Hoje penso nas razões que o levaram àquele lugar de execução. Penso no bem que ele fez na curta vida que teve. Penso no bem que continua a fazer a todos nós que nos interessamos por saber quem ele foi. E penso, como sempre, que o mundo seria tão diferente se todos puséssemos, de facto, em prática a sua mensagem de amor e de paz.
Mas o amor não é fácil; e a paz, muito menos. Tanto o amor como a paz exigem confrontos intransigentes connosco mesmos; exigem confrontos incómodos com os outros. Não é por acaso que o homem que trouxe a lei do amor também disse que viera para trazer a espada: a espada que corta a direito em tudo o que é hipocrisia e mentira. É cortante exigirmos a verdade a nós mesmos; já para não falar de a exigirmos aos outros.
Jesus foi crucificado na década de 30 do século I. No início da década de 30 do século I a.C., um poeta que escreveu sobre uma nova era de paz que estaria para vir (e sobre um jovem que morreu e subiu ao céu) interrogou-se sobre o amor. No latim de Vergílio, a frase diz-nos «quis enim modus adsit amori?» (Bucólica 2.68), o que pode significar «que medida haveria para o amor?» ou «que limite haveria para o amor?»
Pergunta a que o homem pregado na cruz teria dado resposta segura: não existe medida nem limite para o amor.

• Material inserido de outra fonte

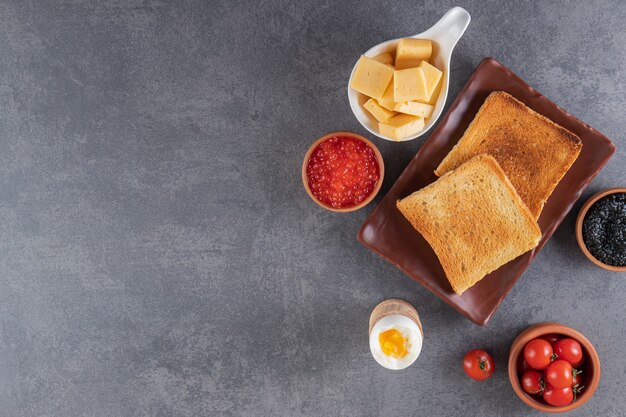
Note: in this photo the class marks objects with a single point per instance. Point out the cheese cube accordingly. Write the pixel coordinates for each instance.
(401, 126)
(387, 100)
(410, 52)
(409, 84)
(415, 108)
(432, 75)
(371, 77)
(385, 58)
(380, 113)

No entanto, essa é a resposta de alguém que é tido como Deus encarnado. A pergunta, vista da perspectiva humana, é mais difícil: para nós, humanos, a palavra latina «modus» aponta para a dificuldade humana em amar. «Que jeito haveria para o amor?» Ou então: «Será que o amor tem jeito?»
Como amar o próximo como a mim mesmo? Como praticar o amor para com pessoas que me desagradam, que me suscitam censura, tédio e repúdio? E, mais difícil ainda: como praticar, em toda a verdade, o amor para com as pessoas que eu amo de verdade?
O homem que foi pregado na cruz, numa sexta-feira que nunca iremos esquecer, disse: «Nisto se reconhecerão todos que sois meus discípulos, se amor tiverdes entre vós» (João 13:35).
Amor que é a sua própria finalidade, como se vê na mais extraordinária duplicação de uma frase final em toda a literatura grega: «dou-vos um novo mandamento, PARA QUE vos ameis uns aos outros, tal como eu vos amei, PARA QUE também vós vos ameis uns aos outros» (João 13:34).
Amar com a finalidade única de amar. Só e mais nada.